Asked if he should be bound by the same ethical considerations, Zellner said he is “allowed to point out what I think are the facts.”
“My concern is that Kelly had nothing to do with this mailer,” he said.
But the Brown campaign late Saturday said Zellner has mistakenly interpreted the rules governing judicial elections. Joseph G. Makowski, the campaign’s legal adviser, said Zellner and the county committee initiated the negative tone with mailings and electronic communications. He said Brinkworth is responsible for ensuring that supporters such as the county committee that endorsed her follows the same rules.
“Simply put, in a judicial race no candidate or supporter can launch a negative campaign,” Makowski said. “That’s exactly what Jeremy Zellner has done and the Brown campaign was entitled to respond under the rules.”
Here is the section of the code to which Makowski is referring: “(e) may respond to personal attacks or attacks on the candidate’s record as long as the response does not violate subparagraphs 100.5(A)(4)(a) and (d).”
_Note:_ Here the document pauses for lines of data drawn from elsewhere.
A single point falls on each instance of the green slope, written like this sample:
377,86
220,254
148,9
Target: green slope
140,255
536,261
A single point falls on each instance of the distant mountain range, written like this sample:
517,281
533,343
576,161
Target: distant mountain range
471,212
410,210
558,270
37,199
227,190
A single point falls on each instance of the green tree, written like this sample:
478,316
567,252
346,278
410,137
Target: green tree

(4) A judge or a non-judge who is a candidate for public election to judicial office:
(a) shall maintain the dignity appropriate to judicial office and act in a manner consistent with the impartiality, integrity and independence of the judiciary, and shall encourage members of the candidate’s family to adhere to the same standards of political conduct in support of the candidate as apply to the candidate;
(d) shall not:
(i) make pledges or promises of conduct in office that are inconsistent with the impartial performance of the adjudicative duties of the office;
(ii) with respect to cases, controversies or issues that are likely to come before the court, make commitments that are inconsistent with the impartial performance of the adjudicative duties of the office;
(iii) knowingly make any false statement or misrepresent the identity, qualifications, current position or other fact concerning the candidate or an opponent;
How is attacking Brinkworth a response to a “personal attack” or an attack on Brown’s record? It’s not—and neither Brinkworth nor her campaign ever attacked anyone. This is a cheap trick that flaunts the rules of judicial ethics.
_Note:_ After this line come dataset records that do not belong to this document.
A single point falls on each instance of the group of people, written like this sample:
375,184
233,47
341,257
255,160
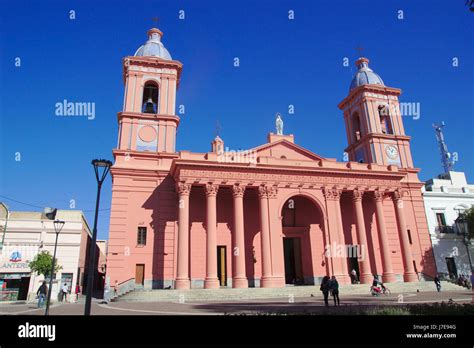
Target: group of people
463,281
330,285
42,293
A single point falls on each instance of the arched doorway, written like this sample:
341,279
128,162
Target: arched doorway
303,241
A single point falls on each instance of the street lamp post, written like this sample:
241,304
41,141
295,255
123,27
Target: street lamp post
4,209
58,226
461,223
101,169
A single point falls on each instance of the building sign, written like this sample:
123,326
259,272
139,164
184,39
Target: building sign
16,258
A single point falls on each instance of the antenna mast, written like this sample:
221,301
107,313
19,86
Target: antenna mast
446,160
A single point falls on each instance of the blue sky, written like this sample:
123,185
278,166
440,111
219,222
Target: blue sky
282,62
This is a typical example of the Steve Pigeon playbook, part of which is to blatantly disregard the rules everyone else follows. If Brown wins on Thursday, Republican Brenda Freedman will go on to defeat her in November. As usual, Pigeonism results in creating havoc in the primary election, then losing the general election. As long as candidate’s checks to the right people clear, results don’t matter. Then Pigeon can accuse the Democratic establishment of incompetency and demand its removal. Rinse, repeat.